On a comparé l'année 1562 à 1793. Ce fut, en effet, une année de massacres et de terreur où aucun des partis n'épargna l'autre: Montluc et le baron des Adrets, dans le Midi, ont attaché leur nom à ces luttes impitoyables. Mais la Révolution a détruit moins de monuments, d'églises, de tombeaux et de statues, car les protestants s'en prenaient aux «images». Beaucoup de lieux de France montrent encore les ruines de ce temps-là. Cependant la carte des opinions et des religions a sensiblement changé. Car si, au Sud, catholiques et protestants, personnifiés par Montluc et des Adrets, sont toujours restés en présence, l'Ouest, en partie calviniste au seizième siècle, a vu la défaite de la Réforme. C'est en Normandie, où Condé et Coligny trouvaient leur appui principal, que la bataille se livra. Parti pour protéger le Havre contre les Anglais et reprendre Rouen, Guise rencontra Condé et Coligny près de Dreux et remporta une victoire difficile, mais une victoire. Il lui restait à s'emparer d'Orléans, une des places du protestantisme, lorsqu'il fut assassiné par Poltrot de Méré (1563). A ce guet-apens, le fils de François de Guise répondra dans la nuit de la Saint-Barthélemy. A la guerre civile et religieuse, ce crime ajoutait la vendetta.

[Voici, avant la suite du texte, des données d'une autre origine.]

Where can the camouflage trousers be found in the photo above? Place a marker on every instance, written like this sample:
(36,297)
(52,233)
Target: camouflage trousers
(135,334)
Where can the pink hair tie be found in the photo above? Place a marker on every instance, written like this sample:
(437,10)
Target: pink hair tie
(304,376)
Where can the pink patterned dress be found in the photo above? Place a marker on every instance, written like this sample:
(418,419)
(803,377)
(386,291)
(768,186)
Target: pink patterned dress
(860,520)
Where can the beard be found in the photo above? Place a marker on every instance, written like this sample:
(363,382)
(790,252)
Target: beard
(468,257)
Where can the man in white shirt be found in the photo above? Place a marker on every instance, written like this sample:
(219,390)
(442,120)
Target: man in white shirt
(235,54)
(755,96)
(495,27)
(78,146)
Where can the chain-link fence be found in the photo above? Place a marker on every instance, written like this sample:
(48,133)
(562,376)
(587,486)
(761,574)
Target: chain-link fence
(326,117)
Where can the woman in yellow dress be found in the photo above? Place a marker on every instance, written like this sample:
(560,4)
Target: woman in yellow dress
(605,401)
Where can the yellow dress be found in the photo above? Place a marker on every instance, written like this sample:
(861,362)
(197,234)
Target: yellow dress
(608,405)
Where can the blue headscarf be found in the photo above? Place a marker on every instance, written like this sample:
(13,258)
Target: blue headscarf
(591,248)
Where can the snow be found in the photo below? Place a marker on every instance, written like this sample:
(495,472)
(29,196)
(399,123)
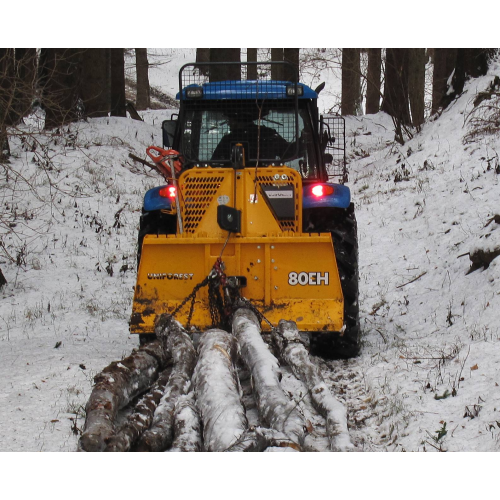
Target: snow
(430,330)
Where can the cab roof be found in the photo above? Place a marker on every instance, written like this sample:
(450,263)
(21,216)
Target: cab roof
(247,89)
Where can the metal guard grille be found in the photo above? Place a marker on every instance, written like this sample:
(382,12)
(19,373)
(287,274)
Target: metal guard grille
(197,193)
(291,180)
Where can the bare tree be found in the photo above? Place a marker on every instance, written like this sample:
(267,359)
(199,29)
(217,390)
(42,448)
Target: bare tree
(95,84)
(252,69)
(396,100)
(451,69)
(118,103)
(229,72)
(373,81)
(276,70)
(25,65)
(6,98)
(444,64)
(351,87)
(202,56)
(417,86)
(291,56)
(60,70)
(142,68)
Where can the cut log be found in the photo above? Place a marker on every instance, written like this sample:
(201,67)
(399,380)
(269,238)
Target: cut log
(482,257)
(3,281)
(178,344)
(218,391)
(295,355)
(114,388)
(275,409)
(260,438)
(187,425)
(142,417)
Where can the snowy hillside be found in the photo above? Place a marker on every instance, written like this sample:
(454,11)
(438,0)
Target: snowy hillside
(428,367)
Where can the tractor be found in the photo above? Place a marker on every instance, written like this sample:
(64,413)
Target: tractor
(255,210)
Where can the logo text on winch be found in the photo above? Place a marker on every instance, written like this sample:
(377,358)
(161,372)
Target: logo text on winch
(304,278)
(170,276)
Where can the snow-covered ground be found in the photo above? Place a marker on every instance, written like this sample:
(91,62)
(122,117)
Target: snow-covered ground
(429,364)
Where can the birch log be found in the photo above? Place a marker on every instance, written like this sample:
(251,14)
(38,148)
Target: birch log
(275,409)
(187,425)
(296,356)
(218,391)
(178,345)
(141,419)
(114,388)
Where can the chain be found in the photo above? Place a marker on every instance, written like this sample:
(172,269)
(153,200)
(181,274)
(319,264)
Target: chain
(221,308)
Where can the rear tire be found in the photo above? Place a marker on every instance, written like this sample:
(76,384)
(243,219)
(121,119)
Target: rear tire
(343,228)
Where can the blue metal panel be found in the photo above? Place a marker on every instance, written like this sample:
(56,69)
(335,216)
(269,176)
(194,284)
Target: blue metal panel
(341,198)
(249,89)
(153,200)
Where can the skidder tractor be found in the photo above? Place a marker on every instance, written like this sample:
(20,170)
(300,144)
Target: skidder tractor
(255,210)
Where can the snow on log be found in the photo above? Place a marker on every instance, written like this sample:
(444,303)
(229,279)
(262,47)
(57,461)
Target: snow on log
(259,439)
(141,418)
(275,409)
(187,425)
(114,388)
(296,356)
(180,347)
(218,391)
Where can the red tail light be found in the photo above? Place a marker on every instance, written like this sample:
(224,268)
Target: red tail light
(168,192)
(321,190)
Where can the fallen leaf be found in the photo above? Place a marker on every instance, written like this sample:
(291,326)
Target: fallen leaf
(309,427)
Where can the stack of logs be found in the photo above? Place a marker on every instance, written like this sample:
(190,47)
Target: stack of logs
(191,401)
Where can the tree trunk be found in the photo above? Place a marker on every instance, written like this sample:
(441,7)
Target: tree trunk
(7,87)
(229,72)
(95,82)
(276,69)
(217,391)
(291,56)
(275,409)
(60,90)
(3,281)
(179,346)
(6,98)
(142,68)
(252,68)
(476,61)
(187,425)
(373,81)
(296,356)
(444,64)
(351,82)
(142,417)
(417,86)
(26,61)
(396,95)
(118,83)
(203,56)
(114,388)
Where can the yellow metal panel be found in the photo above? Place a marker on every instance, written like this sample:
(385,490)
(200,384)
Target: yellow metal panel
(291,277)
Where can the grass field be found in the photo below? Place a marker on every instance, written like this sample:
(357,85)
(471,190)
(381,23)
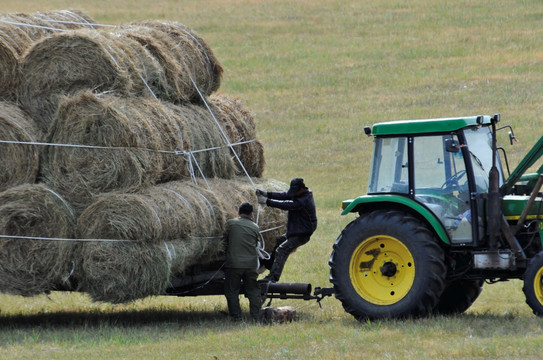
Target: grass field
(315,72)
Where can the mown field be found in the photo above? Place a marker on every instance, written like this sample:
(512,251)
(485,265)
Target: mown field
(314,73)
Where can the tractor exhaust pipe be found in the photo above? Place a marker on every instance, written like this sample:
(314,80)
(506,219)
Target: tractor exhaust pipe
(494,203)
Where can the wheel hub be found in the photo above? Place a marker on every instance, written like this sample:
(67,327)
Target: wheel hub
(382,270)
(388,269)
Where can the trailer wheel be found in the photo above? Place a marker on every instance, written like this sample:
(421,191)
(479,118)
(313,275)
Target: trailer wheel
(387,264)
(458,296)
(533,284)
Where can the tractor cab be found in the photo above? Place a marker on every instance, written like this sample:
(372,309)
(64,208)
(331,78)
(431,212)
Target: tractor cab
(442,164)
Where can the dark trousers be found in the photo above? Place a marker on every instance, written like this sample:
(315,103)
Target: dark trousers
(282,253)
(232,287)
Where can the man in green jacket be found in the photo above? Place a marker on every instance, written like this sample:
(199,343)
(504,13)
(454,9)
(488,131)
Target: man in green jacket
(242,262)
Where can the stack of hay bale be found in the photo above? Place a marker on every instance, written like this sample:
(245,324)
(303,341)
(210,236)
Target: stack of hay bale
(121,160)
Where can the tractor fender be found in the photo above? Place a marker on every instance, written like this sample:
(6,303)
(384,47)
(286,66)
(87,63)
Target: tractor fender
(372,202)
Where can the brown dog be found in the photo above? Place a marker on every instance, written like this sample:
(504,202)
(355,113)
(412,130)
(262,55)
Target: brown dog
(281,315)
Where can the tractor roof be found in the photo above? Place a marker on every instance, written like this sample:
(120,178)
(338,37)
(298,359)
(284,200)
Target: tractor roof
(406,127)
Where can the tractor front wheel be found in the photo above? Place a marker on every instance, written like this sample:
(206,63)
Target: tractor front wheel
(387,264)
(533,284)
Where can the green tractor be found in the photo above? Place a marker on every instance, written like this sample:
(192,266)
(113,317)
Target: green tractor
(440,219)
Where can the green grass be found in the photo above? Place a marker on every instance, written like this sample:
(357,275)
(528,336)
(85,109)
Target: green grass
(314,73)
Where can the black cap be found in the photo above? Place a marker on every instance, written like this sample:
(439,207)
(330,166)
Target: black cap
(295,185)
(246,209)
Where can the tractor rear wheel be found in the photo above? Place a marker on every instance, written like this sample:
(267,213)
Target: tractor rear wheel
(387,264)
(533,284)
(458,296)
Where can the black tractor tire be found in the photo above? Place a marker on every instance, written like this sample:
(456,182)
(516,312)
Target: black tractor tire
(387,264)
(533,284)
(458,296)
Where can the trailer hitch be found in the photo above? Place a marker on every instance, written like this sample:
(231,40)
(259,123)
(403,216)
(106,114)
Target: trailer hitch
(271,290)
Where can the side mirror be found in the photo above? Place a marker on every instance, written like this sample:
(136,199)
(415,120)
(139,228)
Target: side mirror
(452,145)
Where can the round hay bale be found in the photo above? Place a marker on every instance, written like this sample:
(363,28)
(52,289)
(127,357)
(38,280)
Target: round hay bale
(31,267)
(80,173)
(151,141)
(19,162)
(209,155)
(153,220)
(19,31)
(119,272)
(239,124)
(190,52)
(76,60)
(184,219)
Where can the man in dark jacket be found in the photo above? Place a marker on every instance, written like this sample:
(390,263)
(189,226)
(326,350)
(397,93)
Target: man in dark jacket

En attendant, les événements avaient travaillé pour Catherine de Médicis. Le duc de Guise, ce roi non couronné, et l'incertain roi de Navarre, tué au siège de Rouen, étaient morts. Le triumvirat cessait d'exister. Le prince de Condé et les protestants étaient vaincus. Catherine, qui avait compris la force du parti catholique, utilisa ces circonstances. Le parti calviniste était découragé, fatigué de la lutte. Elle le divisa. Elle offrit la paix à Condé et aux gentilshommes protestants, leur accordant la liberté du culte qui était refusée à quiconque ne pouvait célébrer la Cène en privé et dans son château. Ainsi l'aristocratie protestante avait satisfait son point d'honneur et semblait abandonner la plèbe. Un coup était porté au parti, mais c'était loin d'être le coup de grâce.

A peu près en ce temps, Catherine de Médicis se comparait à Blanche de Castille qui avait dissous une révolte des grands par son habileté et qui n'avait pas voulu que la monarchie fût souillée du sang des Albigeois. Pendant cette accalmie, où Charles IX atteignit sa majorité, l'autorité et les traditions royales se relevèrent. La reine mère, qui gardait la haute direction, croyait cette fois avoir trouvé la vraie formule de l'équilibre: un gouvernement catholique avec le respect de la justice légale pour les huguenots. Catherine se flattait d'avoir rétabli la tranquillité du royaume et d'avoir su mieux s'y prendre que Philippe II qui ensanglantait les Pays-Bas. Catherine de Médicis était trop optimiste. La tranquillité était fort incertaine. Le parti protestant n'était pas assez vaincu pour se contenter de la place qui lui était faite et pour ne pas se redresser. Il comptait des fanatiques qui aspiraient à reprendre la lutte et qui, pour ranimer les énergies, exploitaient tous les incidents. Ils finirent par entraîner Coligny qui, s'inspirant à la fois de La Renaudie et de François de Guise, de la conjuration d'Amboise et du coup d'Etat de Fontainebleau, voulut, avant de recommencer la guerre, s'emparer de la personne du roi. Se proposait-il de dominer Charles IX ou de le remplacer par un Bourbon? Avait-il les arrière-pensées républicaines que croit découvrir Michelet? Son échec ne permet pas de le savoir. Malgré l'aveuglement de L'Hospital, qui ne voulait pas croire à tant d'audace, le coup de Coligny fut manqué et Charles IX, après avoir failli être pris à Meaux, put se réfugier à Paris.